And the employer mandate is part of the law and Trump's Executive Order does not do away with the law itself. That is something left to Congress and the GOP isn't acting on it for some time. Still trying to get the bugs out of it's plan to do away with Obamacare.
With a a good amount of absorption last quarter, 7.5M sqft space across metro still actively under construction. That's quite a bit, blowing out rest of Midwest (except Chicago), good sign.
Hallmark adding more employees to distro center in Liberty (and production center in Lawrence). Nice to see a 20th century biz survive in an age of electronic communication - so far anyway.
Yeah, apparently 'sentimental expression' is still in vogue the old fashioned way and e-cards are gauche, for now.
The greeting card industry is doing a pretty good job maintaining that form of expression.

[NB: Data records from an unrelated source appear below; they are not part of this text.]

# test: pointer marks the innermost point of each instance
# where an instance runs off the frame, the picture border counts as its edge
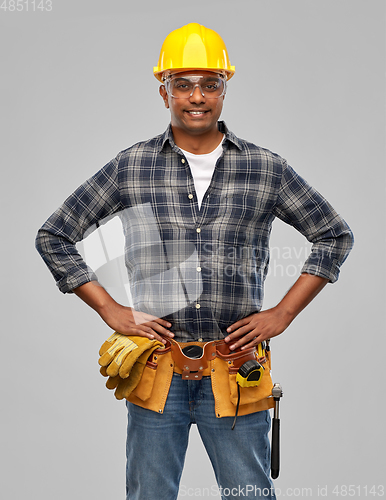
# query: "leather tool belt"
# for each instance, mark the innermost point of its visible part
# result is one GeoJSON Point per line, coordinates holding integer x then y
{"type": "Point", "coordinates": [192, 359]}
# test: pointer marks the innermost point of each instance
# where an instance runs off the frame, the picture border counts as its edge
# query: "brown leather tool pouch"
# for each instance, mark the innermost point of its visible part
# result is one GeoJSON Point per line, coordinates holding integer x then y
{"type": "Point", "coordinates": [224, 369]}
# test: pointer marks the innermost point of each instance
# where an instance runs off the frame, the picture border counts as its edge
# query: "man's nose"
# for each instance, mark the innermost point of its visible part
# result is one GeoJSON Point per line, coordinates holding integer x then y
{"type": "Point", "coordinates": [197, 95]}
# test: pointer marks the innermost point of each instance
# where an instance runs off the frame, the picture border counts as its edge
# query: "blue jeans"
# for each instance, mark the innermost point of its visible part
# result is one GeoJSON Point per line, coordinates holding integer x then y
{"type": "Point", "coordinates": [157, 443]}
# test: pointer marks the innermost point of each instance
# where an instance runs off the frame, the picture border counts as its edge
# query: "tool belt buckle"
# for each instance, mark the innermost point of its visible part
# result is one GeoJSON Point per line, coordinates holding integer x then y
{"type": "Point", "coordinates": [191, 359]}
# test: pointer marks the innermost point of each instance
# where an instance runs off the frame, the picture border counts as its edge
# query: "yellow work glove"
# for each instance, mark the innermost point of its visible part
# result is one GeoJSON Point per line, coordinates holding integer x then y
{"type": "Point", "coordinates": [120, 352]}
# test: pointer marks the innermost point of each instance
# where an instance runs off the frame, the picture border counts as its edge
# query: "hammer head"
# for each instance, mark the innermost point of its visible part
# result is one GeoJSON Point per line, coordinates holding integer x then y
{"type": "Point", "coordinates": [277, 391]}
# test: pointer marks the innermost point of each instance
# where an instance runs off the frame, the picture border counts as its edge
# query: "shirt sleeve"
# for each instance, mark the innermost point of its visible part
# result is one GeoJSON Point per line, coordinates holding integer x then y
{"type": "Point", "coordinates": [301, 206]}
{"type": "Point", "coordinates": [56, 240]}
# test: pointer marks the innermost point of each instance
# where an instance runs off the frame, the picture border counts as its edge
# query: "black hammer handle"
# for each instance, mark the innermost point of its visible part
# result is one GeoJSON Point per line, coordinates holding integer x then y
{"type": "Point", "coordinates": [275, 452]}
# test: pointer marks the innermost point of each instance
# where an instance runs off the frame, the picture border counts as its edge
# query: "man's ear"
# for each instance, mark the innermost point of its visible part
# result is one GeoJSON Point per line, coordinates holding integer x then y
{"type": "Point", "coordinates": [164, 95]}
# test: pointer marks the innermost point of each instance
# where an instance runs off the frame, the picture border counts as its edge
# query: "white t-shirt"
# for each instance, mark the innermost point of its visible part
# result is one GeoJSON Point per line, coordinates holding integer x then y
{"type": "Point", "coordinates": [202, 168]}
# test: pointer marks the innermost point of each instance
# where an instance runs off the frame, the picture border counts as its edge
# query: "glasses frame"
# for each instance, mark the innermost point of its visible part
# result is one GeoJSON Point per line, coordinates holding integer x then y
{"type": "Point", "coordinates": [169, 78]}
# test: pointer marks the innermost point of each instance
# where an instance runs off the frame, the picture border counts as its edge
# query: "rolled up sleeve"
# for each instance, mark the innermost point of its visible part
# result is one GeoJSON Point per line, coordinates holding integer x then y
{"type": "Point", "coordinates": [56, 240]}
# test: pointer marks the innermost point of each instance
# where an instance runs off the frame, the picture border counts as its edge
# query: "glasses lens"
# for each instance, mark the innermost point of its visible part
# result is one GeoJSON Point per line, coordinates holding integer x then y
{"type": "Point", "coordinates": [183, 87]}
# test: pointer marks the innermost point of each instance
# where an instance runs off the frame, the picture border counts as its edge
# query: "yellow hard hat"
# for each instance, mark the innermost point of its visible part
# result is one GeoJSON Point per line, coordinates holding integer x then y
{"type": "Point", "coordinates": [193, 47]}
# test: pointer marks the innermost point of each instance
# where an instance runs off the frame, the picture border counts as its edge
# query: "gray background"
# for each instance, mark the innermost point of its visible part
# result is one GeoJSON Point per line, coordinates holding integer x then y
{"type": "Point", "coordinates": [76, 88]}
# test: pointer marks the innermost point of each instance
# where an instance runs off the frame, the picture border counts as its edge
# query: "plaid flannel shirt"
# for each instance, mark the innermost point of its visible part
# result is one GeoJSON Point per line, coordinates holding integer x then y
{"type": "Point", "coordinates": [217, 254]}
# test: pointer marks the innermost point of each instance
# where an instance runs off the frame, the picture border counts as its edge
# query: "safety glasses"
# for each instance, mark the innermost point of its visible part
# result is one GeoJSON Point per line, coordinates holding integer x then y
{"type": "Point", "coordinates": [183, 87]}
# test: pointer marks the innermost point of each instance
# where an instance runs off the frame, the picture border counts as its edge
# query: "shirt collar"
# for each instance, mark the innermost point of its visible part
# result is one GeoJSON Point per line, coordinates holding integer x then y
{"type": "Point", "coordinates": [167, 136]}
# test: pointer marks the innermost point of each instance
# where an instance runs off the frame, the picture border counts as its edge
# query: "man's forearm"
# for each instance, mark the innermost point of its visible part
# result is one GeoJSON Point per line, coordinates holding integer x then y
{"type": "Point", "coordinates": [269, 323]}
{"type": "Point", "coordinates": [304, 290]}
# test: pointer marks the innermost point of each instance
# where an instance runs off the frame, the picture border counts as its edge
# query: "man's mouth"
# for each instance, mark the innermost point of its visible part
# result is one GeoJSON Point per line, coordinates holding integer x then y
{"type": "Point", "coordinates": [196, 112]}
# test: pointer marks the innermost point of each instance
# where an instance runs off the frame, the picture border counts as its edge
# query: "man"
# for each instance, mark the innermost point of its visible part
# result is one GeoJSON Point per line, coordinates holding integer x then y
{"type": "Point", "coordinates": [210, 199]}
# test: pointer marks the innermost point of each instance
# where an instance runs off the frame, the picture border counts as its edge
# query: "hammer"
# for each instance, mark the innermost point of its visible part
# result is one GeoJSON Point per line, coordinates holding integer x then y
{"type": "Point", "coordinates": [277, 393]}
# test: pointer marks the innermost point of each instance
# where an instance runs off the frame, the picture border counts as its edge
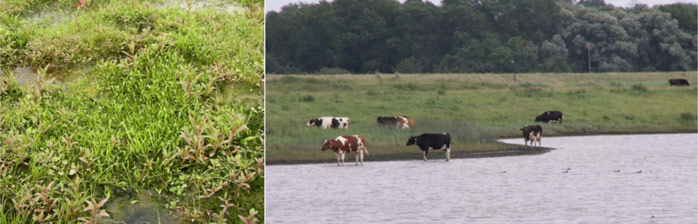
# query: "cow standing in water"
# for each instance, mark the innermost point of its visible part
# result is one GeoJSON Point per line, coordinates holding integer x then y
{"type": "Point", "coordinates": [401, 122]}
{"type": "Point", "coordinates": [404, 122]}
{"type": "Point", "coordinates": [432, 141]}
{"type": "Point", "coordinates": [532, 133]}
{"type": "Point", "coordinates": [347, 144]}
{"type": "Point", "coordinates": [329, 122]}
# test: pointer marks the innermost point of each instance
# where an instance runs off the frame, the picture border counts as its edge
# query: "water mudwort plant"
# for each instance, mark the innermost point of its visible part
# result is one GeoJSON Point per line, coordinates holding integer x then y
{"type": "Point", "coordinates": [131, 112]}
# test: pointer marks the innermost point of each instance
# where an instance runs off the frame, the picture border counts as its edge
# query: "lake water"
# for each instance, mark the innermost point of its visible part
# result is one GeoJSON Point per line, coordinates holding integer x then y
{"type": "Point", "coordinates": [517, 189]}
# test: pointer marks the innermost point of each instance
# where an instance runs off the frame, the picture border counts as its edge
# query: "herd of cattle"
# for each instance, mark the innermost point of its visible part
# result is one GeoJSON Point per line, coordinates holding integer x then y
{"type": "Point", "coordinates": [356, 144]}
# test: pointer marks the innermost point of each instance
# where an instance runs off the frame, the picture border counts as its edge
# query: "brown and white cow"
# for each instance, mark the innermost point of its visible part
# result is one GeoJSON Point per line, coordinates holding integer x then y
{"type": "Point", "coordinates": [329, 122]}
{"type": "Point", "coordinates": [401, 122]}
{"type": "Point", "coordinates": [404, 122]}
{"type": "Point", "coordinates": [347, 144]}
{"type": "Point", "coordinates": [533, 134]}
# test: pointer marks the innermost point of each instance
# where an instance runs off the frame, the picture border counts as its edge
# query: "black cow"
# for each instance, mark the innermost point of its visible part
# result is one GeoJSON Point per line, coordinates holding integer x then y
{"type": "Point", "coordinates": [532, 133]}
{"type": "Point", "coordinates": [387, 120]}
{"type": "Point", "coordinates": [678, 82]}
{"type": "Point", "coordinates": [432, 141]}
{"type": "Point", "coordinates": [550, 116]}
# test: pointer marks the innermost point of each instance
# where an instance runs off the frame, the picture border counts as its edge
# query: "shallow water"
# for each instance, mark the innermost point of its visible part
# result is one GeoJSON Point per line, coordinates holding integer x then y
{"type": "Point", "coordinates": [140, 209]}
{"type": "Point", "coordinates": [534, 189]}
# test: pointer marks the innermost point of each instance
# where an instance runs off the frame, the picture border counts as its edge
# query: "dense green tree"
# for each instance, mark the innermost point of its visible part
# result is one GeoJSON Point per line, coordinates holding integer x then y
{"type": "Point", "coordinates": [465, 36]}
{"type": "Point", "coordinates": [685, 14]}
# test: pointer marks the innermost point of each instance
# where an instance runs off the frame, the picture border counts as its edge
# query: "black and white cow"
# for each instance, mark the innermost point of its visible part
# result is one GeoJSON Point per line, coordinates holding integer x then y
{"type": "Point", "coordinates": [329, 122]}
{"type": "Point", "coordinates": [401, 122]}
{"type": "Point", "coordinates": [386, 120]}
{"type": "Point", "coordinates": [347, 144]}
{"type": "Point", "coordinates": [432, 141]}
{"type": "Point", "coordinates": [533, 134]}
{"type": "Point", "coordinates": [550, 116]}
{"type": "Point", "coordinates": [678, 82]}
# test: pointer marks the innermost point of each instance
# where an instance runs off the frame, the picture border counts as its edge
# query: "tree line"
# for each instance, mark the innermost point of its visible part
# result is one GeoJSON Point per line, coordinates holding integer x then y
{"type": "Point", "coordinates": [478, 36]}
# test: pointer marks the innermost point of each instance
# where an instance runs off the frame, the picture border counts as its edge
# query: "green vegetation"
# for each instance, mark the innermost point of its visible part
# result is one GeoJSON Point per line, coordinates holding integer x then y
{"type": "Point", "coordinates": [146, 102]}
{"type": "Point", "coordinates": [486, 36]}
{"type": "Point", "coordinates": [475, 108]}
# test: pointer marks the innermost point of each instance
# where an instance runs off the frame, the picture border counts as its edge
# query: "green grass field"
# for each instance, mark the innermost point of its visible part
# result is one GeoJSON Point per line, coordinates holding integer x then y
{"type": "Point", "coordinates": [475, 108]}
{"type": "Point", "coordinates": [133, 111]}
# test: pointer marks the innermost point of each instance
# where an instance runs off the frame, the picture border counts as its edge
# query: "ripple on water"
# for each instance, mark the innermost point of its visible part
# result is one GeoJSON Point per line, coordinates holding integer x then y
{"type": "Point", "coordinates": [535, 189]}
{"type": "Point", "coordinates": [140, 209]}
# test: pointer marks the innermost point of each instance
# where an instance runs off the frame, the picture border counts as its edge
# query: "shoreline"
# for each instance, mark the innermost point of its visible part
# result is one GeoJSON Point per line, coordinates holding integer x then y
{"type": "Point", "coordinates": [506, 149]}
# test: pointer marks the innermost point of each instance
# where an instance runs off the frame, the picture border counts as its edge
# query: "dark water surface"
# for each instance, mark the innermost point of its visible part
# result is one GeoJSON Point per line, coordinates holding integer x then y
{"type": "Point", "coordinates": [602, 186]}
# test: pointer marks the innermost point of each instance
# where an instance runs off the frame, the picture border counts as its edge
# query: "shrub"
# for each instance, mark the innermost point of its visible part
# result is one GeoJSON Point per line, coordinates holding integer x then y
{"type": "Point", "coordinates": [639, 87]}
{"type": "Point", "coordinates": [308, 98]}
{"type": "Point", "coordinates": [687, 117]}
{"type": "Point", "coordinates": [332, 71]}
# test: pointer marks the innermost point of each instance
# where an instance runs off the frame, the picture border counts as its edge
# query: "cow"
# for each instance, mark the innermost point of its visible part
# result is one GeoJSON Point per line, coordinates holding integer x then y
{"type": "Point", "coordinates": [432, 141]}
{"type": "Point", "coordinates": [347, 144]}
{"type": "Point", "coordinates": [329, 122]}
{"type": "Point", "coordinates": [401, 122]}
{"type": "Point", "coordinates": [386, 120]}
{"type": "Point", "coordinates": [678, 82]}
{"type": "Point", "coordinates": [532, 133]}
{"type": "Point", "coordinates": [404, 122]}
{"type": "Point", "coordinates": [550, 116]}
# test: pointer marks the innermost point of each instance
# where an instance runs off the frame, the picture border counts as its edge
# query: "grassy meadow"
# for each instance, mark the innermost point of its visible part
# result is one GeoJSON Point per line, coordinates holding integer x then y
{"type": "Point", "coordinates": [131, 111]}
{"type": "Point", "coordinates": [476, 109]}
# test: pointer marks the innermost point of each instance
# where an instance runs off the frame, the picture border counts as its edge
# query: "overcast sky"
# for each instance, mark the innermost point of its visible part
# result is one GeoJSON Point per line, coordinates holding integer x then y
{"type": "Point", "coordinates": [275, 5]}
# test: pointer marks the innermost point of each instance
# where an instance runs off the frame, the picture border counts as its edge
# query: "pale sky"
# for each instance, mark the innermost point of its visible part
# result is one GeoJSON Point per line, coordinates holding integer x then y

They should embrace it a step further and promote wax sealed envelopes with personal stamps the old old school way...
Colliers Q4/2016 national industrial report came out...
Development growth is also spreading into emerging secondary
markets. One such emerging market is Kansas City, whose central
location allows goods to be delivered to 85% of the nation’s
population within two days. This makes Kansas City a prime target
for industrial occupiers and developers, with more than 8 million
square feet completed in 2016 — the seventh-highest level of any
U.S. market.
KC has passed STL and MSP in Midwest industrial/warehouse space and may soon pass Cincy and Milwaukee with 6.5M sqft still under construction in KC area. Page 9... http://www.colliers.com/-/media/files/m ... -final.pdf
CBRE claims KC area has even more space - both total and under construction, the graph several posts above.
Makes sense, the largest warehouse inventory metros are almost always going to places with wide open spaces and lots of cheap land that you can build on.